Walter Wyron said something about “Cool—with guests——,” but Amory’s going out was no reason why they should not finish tea in comfort. No doubt Amory would be back presently. Laura confided to Britomart that she hoped so, for the truth was that her kitchen range had gone wrong, and a man had said he was coming to look at it, but he hadn’t turned up—these people never turned up when they said they would—and so she had thought it would be nice if they came and kept Amory company at supper....

“We’ve got some new cheese-bis-cuits,” said Miss Belchamber ruminatively. “I like them. They make bone. I like to have bone made. The muscles can’t act unless you have bone. That’s why these bis-cuits are so good. Good-bye.”

And Miss Belchamber, with a friendly general smile, went off to open her sweat-ducts by means of a hot bath and to close them again afterwards with a cold sponge.

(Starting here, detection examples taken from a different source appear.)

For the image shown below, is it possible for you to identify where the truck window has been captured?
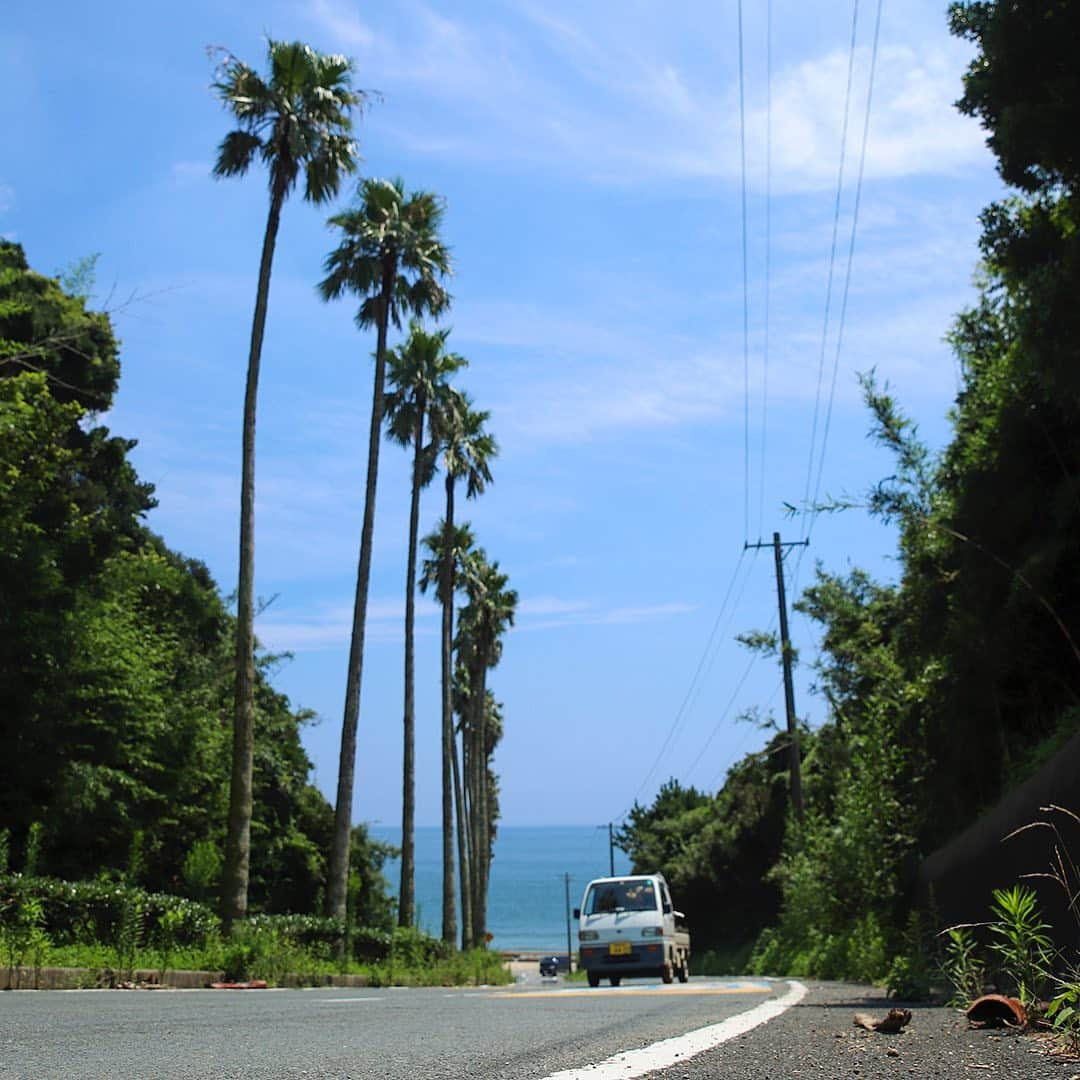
[584,878,657,915]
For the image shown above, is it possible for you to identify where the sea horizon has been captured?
[368,824,631,953]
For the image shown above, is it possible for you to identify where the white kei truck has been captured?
[573,874,690,986]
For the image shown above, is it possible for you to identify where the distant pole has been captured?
[743,532,810,822]
[563,874,573,974]
[596,821,615,877]
[772,532,802,821]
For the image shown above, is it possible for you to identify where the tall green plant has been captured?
[214,40,362,927]
[989,885,1054,1008]
[319,179,450,921]
[421,389,499,950]
[387,321,467,927]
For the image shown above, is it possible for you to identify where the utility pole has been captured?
[563,874,573,974]
[743,532,810,822]
[596,821,615,877]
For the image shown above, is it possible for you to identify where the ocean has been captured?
[370,825,630,953]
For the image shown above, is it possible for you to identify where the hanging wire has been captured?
[613,549,754,821]
[739,0,750,542]
[799,0,859,540]
[683,652,760,777]
[708,677,784,789]
[757,0,772,539]
[807,0,885,537]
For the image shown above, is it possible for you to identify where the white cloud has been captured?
[517,596,697,631]
[308,0,986,192]
[255,598,440,652]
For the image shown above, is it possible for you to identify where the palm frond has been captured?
[213,131,262,178]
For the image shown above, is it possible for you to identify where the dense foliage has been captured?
[624,0,1080,978]
[0,242,390,928]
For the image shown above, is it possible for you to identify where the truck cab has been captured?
[573,874,690,986]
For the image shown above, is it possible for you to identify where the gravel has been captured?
[653,982,1080,1080]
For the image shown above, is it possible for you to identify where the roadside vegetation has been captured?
[0,40,517,983]
[620,0,1080,1041]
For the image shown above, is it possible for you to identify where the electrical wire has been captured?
[612,549,754,821]
[683,652,760,777]
[708,677,784,791]
[739,0,750,542]
[799,0,859,540]
[807,0,885,537]
[757,0,772,539]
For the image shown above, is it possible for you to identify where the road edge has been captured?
[535,980,809,1080]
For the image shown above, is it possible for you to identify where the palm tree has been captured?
[420,521,475,949]
[386,322,467,927]
[214,40,364,928]
[431,390,499,948]
[457,551,517,944]
[319,179,450,920]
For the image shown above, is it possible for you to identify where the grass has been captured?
[24,941,513,986]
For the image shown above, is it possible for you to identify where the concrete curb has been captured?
[0,968,367,990]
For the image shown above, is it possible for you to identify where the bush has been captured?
[0,874,220,946]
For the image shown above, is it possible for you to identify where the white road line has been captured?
[535,981,807,1080]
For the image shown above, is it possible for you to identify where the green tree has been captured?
[424,390,499,948]
[457,550,517,945]
[214,40,362,926]
[319,179,450,920]
[386,321,467,927]
[420,522,475,950]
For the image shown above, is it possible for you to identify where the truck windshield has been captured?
[585,878,657,915]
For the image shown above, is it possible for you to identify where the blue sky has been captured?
[6,0,1000,824]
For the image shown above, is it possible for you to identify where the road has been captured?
[0,978,788,1080]
[0,978,1080,1080]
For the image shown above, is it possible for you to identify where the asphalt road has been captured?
[0,977,1080,1080]
[0,978,787,1080]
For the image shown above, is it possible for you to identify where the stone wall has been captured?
[918,733,1080,948]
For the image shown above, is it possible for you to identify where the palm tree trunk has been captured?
[469,643,487,946]
[221,180,285,932]
[473,653,491,942]
[440,473,461,945]
[397,394,427,927]
[450,733,475,951]
[326,262,397,923]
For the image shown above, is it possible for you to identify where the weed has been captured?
[941,927,986,1007]
[989,885,1054,1009]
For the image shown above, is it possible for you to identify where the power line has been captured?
[683,652,758,777]
[807,0,885,536]
[708,678,784,788]
[739,0,750,540]
[799,0,859,540]
[745,0,772,540]
[616,549,754,821]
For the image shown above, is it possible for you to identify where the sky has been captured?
[0,0,1001,826]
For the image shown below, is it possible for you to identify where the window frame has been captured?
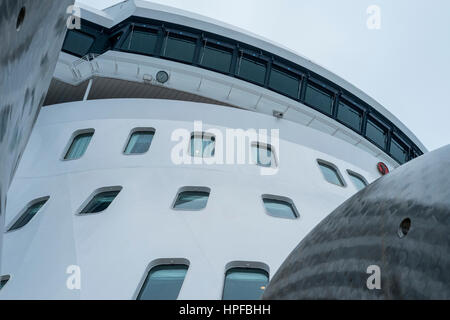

Amory had not gone out this time to press amidst strange people and to look into strange and frightening eyes, various in colour as the pebbles of a beach, and tipped with arrow-heads of white as they turned. Almost for the first time in her life she wanted to be alone—quite alone, with her eyes on nobody and nobody’s eyes on her. She did not reflect on this. She did not reflect on anything. She only knew that The Witan seemed to stifle her, and that when she had seen Mr. Wilkinson alight from his cab—and Mr. Brimby and Dickie come—and the Wyrons—with all the others no doubt following presently—it had come sharply upon her that these wearisomely familiar people used up all the air. The Witan without them was bad enough; The Witan with them had become insupportable.

It was not the assassination of Sir Benjamin that had disturbed her. Since Cosimo’s departure she had glanced at Indian news only a shade less perfunctorily than before, and she had turned from this particular announcement to the account of New Greek Society’s production with hardly a change of boredom. No: it was everything in her life—everything. She felt used up. She thought that if anybody had spoken to her just then she could only have given the incoherent and petulant “Don’t!” of a child who is interrupted at a game that none but he understands. She hated herself, yet hated more to be dragged out of herself; and as she made for the loneliest part of the Heath she wished that night would fall.